Paulus waarschuwt of vermaant ons niet dat wij vast moeten staan, ons geen zorgen mogen maken, mild moeten zijn, blij moeten zijn, enz.
Hij wijst ons op de feiten en moedigt ons aan daarom, en daarin, vast te staan, niet bezorgd te zijn, mild te zijn, ons te verblijden, enz.
Een paar voorbeelden:
1 Daarom, mijn geliefde broeders, naar wie mijn verlangen uitgaat, mijn blijdschap en kroon, staat alzo vast in de Heer, geliefden!
Dit is geen vermaning dat wij vast moeten staan, of iets dergelijks. Het vers begint met: daarom. Het grijpt terug op het voorgaande. Het voorgaande in de hele Filippenzen brief en natuurlijk ook de verzen die hier direct aan voorafgaan. Waarom en waarop staan wij vast?
Filippenzen 3
20 Maar ons burgerschap is echter in de hemelen, waaruit wij ook de Redder verwachten, namelijk de Heere Jezus Christus,
21 Die ons vernederd lichaam veranderen zal, gelijkvormig aan Zijn verheerlijkt lichaam, overeenkomstig de werking waardoor Hij ook alle dingen aan Zichzelf kan onderwerpen.
Onze Eigenaar
Daarom, omdat ons burgerschap in de hemelen is, daarom kunnen wij vaststaan in de Heer (vergelijk: 1:27). De titel Heer geeft ook aan dat Hij onze Eigenaar is. En niet alleen de onze, maar Hij is Heer van allen! (Rom.10:12). En als je dat weet en daar je vertrouwen op stelt, dan sta je vast als een rots.
4 Verblijdt u in de Heer te allen tijde! Wederom zal ik zeggen: Verblijdt u!
Geen vermaning om blij te moeten zijn of iets dergelijks, maar een aanmoediging om ons te verblijden in Hem.
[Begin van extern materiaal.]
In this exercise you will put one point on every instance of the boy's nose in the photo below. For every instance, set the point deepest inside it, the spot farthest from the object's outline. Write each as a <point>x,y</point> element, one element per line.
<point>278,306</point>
Wij verblijden ons in onze Redder, omdat we weten dat Hij Heer is, van Wie wij het eigendom zijn en omdat we weten dat Hij zal terugkomen en ons vernederd lichaam veranderen zal.
Wij kennen Hem en de kracht van Zijn opstanding (3:10) en wij weten dat in de naam Jezus (=Jahweh redt) elke knie zal buigen en elke tong zal belijden dat Hij Heer is (2:10-11). Daarin verheugen we ons!
5 Laat jullie mildheid bekend zijn aan alle mensen. De Heer is nabij!
Ook hier weer het noemen van de Heer. Hij is nabij, dus hoeven we niet op onze strepen te staan, te vergelden, ons recht te halen, enz. Wat we nodig hebben, krijgen we van Hem. Hij zorgt voor ons.
6 Weest in geen ding bezorgd, maar laten bij alles uw wensen door gebed en smeking met dankzegging bekend worden bij de God.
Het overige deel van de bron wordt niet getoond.